The Ultimate Desire Of Every Man
Apr 23, 2024I don't think we realize as women just how emotionally starved our men are. When they're babies, when they're little boys, we just, we dote on them. You know, moms are usually pretty close to their little boys. You know, occasionally there's a situation where she wanted a girl, and she's not so nice to the little boy.
But generally speaking, boys have at least some experience of being loved by a woman, their mom. And then all of a sudden when they turn two, three, four, five, certainly by the time they get into kindergarten, they don't get that so much anymore. They hear that big boys aren't supposed to cry and don't be a crybaby and what are you going to do about it and get over it and all kinds of stuff. And that doesn't stop.
The rejection that a boy experiences from his mom at some point and then other people as he grows older for his emotional needs is catastrophic. It's just huge and we don't even realize it. Because men are taught don't show anybody that. Don't show that tender side of who you are. Don't be a sissy. Get over it.
Just because they hide it doesn't mean it's gone anywhere. It's still there. It's still a primary need. Men are human beings and human beings all need someone who's available and responsive to emotional needs. And we don't even recognize men's emotional needs, and they try to hide them. Then here I come talking about The Wonder of a Man. A guy hears my message, and it blows him out of the water. He’s like oh my gosh because here are those emotional needs they had been disconnected from, they'd been trying really hard to deny. Now I’ve just brought front and center. I've actually had a couple of different men over the years confess that it's kind of scary to be that exposed because in the past, that level of exposure of his emotional need has been shamed. They've been made fun of for it.
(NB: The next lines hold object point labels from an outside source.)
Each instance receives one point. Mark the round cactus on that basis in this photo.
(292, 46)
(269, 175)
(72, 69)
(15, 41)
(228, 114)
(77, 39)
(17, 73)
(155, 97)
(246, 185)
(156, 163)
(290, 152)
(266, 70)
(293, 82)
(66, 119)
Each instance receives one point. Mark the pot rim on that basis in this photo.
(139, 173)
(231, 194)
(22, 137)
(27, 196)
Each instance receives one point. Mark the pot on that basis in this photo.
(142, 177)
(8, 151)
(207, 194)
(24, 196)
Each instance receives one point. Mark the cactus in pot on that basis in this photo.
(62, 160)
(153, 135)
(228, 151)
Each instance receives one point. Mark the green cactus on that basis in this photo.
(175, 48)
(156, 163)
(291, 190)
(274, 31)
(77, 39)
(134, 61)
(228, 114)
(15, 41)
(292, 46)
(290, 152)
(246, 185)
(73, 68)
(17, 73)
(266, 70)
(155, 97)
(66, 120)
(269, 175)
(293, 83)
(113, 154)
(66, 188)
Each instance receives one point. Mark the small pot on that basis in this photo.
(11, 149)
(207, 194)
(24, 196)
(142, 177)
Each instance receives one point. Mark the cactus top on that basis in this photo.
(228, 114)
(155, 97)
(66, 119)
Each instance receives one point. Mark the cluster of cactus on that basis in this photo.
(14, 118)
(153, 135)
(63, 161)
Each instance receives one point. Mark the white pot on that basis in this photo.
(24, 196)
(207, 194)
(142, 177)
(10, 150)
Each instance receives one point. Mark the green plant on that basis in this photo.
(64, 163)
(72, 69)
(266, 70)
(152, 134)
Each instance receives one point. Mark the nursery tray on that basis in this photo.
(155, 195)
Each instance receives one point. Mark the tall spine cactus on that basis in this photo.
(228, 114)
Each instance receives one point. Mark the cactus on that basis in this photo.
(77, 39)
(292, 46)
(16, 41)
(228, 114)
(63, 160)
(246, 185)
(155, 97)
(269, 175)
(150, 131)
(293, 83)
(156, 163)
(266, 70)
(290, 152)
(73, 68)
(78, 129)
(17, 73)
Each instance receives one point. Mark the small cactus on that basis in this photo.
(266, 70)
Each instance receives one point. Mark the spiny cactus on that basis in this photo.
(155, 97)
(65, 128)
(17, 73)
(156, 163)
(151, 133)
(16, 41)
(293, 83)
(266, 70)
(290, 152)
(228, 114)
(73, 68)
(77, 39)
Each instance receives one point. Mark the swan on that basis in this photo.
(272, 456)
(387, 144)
Every man knows at his core that's what he needs. Throughout the lifespan, a man craves a woman's attention. First it's his mom, then he gets a little older and he starts craving the attention of the girls in his class. You know that whole thing of pulling the girls' hair or chasing her or whatever. He's trying to get her attention. He does dumb things in elementary school to get the girl's attention.
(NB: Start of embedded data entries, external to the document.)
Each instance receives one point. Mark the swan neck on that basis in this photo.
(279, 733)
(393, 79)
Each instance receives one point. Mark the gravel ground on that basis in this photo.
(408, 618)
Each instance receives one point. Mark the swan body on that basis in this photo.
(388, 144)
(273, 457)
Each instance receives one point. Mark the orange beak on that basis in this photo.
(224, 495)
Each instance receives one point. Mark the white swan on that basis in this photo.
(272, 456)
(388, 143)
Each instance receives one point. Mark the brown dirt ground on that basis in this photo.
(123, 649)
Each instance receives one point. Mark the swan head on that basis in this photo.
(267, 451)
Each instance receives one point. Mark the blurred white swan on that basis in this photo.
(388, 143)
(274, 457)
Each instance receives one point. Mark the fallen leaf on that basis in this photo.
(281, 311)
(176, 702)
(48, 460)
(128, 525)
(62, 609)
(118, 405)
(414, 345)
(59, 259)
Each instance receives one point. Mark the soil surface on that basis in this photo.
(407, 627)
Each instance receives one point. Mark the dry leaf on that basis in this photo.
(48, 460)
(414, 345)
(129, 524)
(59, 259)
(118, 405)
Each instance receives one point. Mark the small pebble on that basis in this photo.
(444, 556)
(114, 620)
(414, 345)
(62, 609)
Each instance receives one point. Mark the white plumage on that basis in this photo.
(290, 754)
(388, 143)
And then puberty strikes and he wants to get a girl's attention because now his hormones are starting to rage and he doesn't know what to do with them. I mean I've watched my sons try to get up the nerve to call a girl.
I watched one of them take a half an hour. This was back years ago – long before cell phones. He took the phone in his bedroom and he was gone for the longest time. And he'd come out and then he'd go back. And then he'd come out and then he'd go back. And he finally got the nerve to dial. And when he came out the last time, he put the phone down really hard. I won't say he threw it.
But he was upset. I'm like, what happened? And he goes, I finally got the nerve to dial her number, and her line was busy. And it was like, oh my gosh, he'd gone through all of that misery, and he got a busy signal. You'd have to remember busy signals. We don't have that anymore. Now people just get voicemail. But still, it was so devastating for him to even think about putting himself out there. That vulnerability is so deep and if a man's going to survive to adulthood he's got to figure a way to hide it because it's not safe for him to show it. So if his wife doesn't pick up on his vulnerability and his desire for her attention, then somebody else is going to come along that's going to give him that attention without him even asking for it. Someone else is going to notice that he has a new shirt. Somebody else is going to notice what a good job he did on his presentation. Somebody else is going to notice that he opened the door for her. Right there, he's getting the attention and the appreciation and the admiration and at some level the affection that he's starving for.
So I think it's critical that women be educated in the fact that a man is starving – first and foremost – for female attention … throughout his lifespan. Even the really old guys, like in their eighties, still love female attention. Several stories come to my mind right away about that because it's a desire that never goes away. It's like men were designed for it. And if you go back to the Garden of Eden, you’ll remember that man was alone, and God's answer was a woman.
That's the way I think it's supposed to be. We're here to meet his emotional needs, and he takes care of us, not in a way that's dysfunctional or that you can't survive on your own, because that's not even realistic. But you do it in a marriage, in this beautiful, beautiful dance. That's bonding, it bonds the two of you together. It's amazing, I love it. And that's why I keep doing what I do.